The streaming giant, having abandoned its grand, if improbable, pursuit of Warner Bros. Discovery – a union as ill-fated as a hummingbird trying to navigate a hurricane – has turned its attention to something smaller, quieter, yet perhaps more unsettling. A sliver of the $2.8 billion severance, the price of a broken promise, has been redirected towards InterPositive, an artificial intelligence company founded by none other than Ben Affleck. The name itself, a relic of old filmmaking techniques, whispers of a desire to preserve something lost, to bottle the ephemeral magic of celluloid in the cold logic of code. It was a secret, of course, kept hidden like a forgotten reel in a dusty archive, until Thursday, when the inevitable revelation arrived.

Oklo: A Spot of Nuclear Bother

The crux of the matter, as I perceive it, isn’t merely about building these compact power plants – though that’s a considerable undertaking, naturally.
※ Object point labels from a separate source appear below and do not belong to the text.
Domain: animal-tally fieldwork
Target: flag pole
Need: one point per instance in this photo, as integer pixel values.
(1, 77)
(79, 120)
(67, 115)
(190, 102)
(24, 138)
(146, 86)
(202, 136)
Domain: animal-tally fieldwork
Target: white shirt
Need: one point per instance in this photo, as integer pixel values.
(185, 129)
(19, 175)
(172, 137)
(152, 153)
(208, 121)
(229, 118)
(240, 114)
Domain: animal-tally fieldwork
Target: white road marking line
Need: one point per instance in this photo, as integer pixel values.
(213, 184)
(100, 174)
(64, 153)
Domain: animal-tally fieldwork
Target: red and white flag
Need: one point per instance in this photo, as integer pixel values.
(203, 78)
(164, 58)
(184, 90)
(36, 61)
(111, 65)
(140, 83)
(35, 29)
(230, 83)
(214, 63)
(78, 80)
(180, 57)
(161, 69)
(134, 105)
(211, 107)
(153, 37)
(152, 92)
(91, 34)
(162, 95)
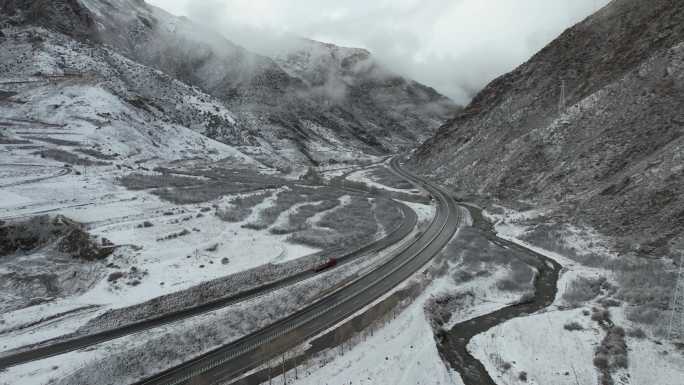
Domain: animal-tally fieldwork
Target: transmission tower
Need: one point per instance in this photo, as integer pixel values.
(676, 324)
It’s about securing the backing of chaps who are willing to actually use the electricity once the thing is up and running. New customers, you see, are rather like the cream in one’s coffee – essential for a thoroughly agreeable outcome. A firm commitment from these power-hungry entities lends a certain… robustness to the entire venture, and, crucially, allows one to project future dividends with a degree of optimism. The stock price, as of March 2nd, 2026, was behaving itself, but one always needs to keep a watchful eye on these things.

A Most Curious Fund: VTI and the Illusion of Plenty

Yet, a question arises, a subtle discomfort for the discerning eye. Is mere participation enough? To possess a share in a multitude of ventures does not necessarily equate to a truly diversified estate. One might amass hundreds of holdings, and still find oneself exposed to a singular, and potentially precarious, current. It is akin to believing a banquet plentiful simply by counting the plates, without regard for what lies upon them.